Three years ago next month I threw caution to the wind and spent the equivalent of about 9 mortgage payments to fly out to LA and watch my team play in their first World Series in 30 days. I like to say I was adopted by the Dodgers 8 years ago, having grown up as Expos fan, so this would be the first time in my then 36 years of being a die-hard baseball fan that “my” team had a chance to win it all. They were by far the best team in the NL that year and had treated us to a magical summer of thrilling on-field moments and many walk-offs late into the night as they dominated the league.
They had swiftly handled both the dreaded D-Backs and the Cubs in the playoffs. If we could get past a hot Verlander, the series was theirs. For everyone in the extended Dodgers community, this was finally our time.

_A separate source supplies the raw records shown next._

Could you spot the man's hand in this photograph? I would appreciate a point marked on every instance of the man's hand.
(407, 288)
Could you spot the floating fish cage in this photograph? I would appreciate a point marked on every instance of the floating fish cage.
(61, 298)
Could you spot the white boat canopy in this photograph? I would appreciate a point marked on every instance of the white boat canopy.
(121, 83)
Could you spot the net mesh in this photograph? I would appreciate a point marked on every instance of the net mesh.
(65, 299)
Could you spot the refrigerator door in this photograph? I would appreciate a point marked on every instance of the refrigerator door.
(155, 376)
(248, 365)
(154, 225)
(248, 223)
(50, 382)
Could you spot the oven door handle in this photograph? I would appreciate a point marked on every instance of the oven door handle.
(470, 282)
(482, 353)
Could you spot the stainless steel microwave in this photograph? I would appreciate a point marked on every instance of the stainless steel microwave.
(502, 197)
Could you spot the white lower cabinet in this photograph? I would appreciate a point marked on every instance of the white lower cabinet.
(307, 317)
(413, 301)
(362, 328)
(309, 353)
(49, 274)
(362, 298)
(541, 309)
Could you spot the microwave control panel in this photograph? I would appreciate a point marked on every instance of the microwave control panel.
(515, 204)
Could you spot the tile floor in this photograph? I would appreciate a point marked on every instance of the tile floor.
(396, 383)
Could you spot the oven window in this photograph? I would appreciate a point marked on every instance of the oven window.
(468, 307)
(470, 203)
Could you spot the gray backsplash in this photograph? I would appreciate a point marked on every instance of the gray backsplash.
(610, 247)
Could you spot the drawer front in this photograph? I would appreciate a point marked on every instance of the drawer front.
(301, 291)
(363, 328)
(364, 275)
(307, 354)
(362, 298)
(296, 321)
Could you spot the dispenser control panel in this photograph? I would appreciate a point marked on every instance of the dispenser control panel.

Attending games 1 and 2 of that World Series will forever be one of my fondest memories, not just as a fan but as an adult who had seen her share of ups and downs. I had a worked hard all of my adult life, and now was allowing myself the rare luxury of being able to afford a trip and an experience that many cannot. I don’t regret a single minute, and I still don’t.
This weekend, however, as these Astros returned to Dodger Stadium for the first time since that so firmly etched in my memory, I feel an odd sense of nostalgia mixed with a resurfaced sense of grief and loss. We know now that glory days don’t last forever, that’s why they’re called glory days, and we’ve also learned that World Series opportunities don’t come around every year, even when a team finishes the regular season with the best record in baseball. Three years later, the Dodgers are still elite and have remained that way without trash cans and buzzers, but that still may not lead them back to the championship until many of us are long gone.
We were robbed of our place in history, and this is becoming more and more apparent as the years tick by. We know how quickly the world can change now too; the Dodgers could still make it back to the Fall Classic this year but if they do, it’ll be in front of cardboard cutouts at a stadium in Texas, not in front of 50,000 plus screaming, devoted fans at Dodger Stadium. In 2017, we had an opportunity as fans to celebrate this team in a way we will not see again for years to come. With nothing in life guaranteed, who knows when that chance will return?
For the most part, as an adult I’ve learned to forgive and forget – no one is worth holding a grudge against to the detriment of my mental health, but something changed in me when this scandal was brought to life and the extent of the Astros scheme was revealed. These unrepentant cheaters not only stole signs, but precious moments in time that none of us will ever get back. I know as a fan that I will never, ever forget all the joy that season brought us, but I will always wonder what might have been for this team and for many of us who devote a lot of our waking hours to this team…and for that, I will never, ever forgive.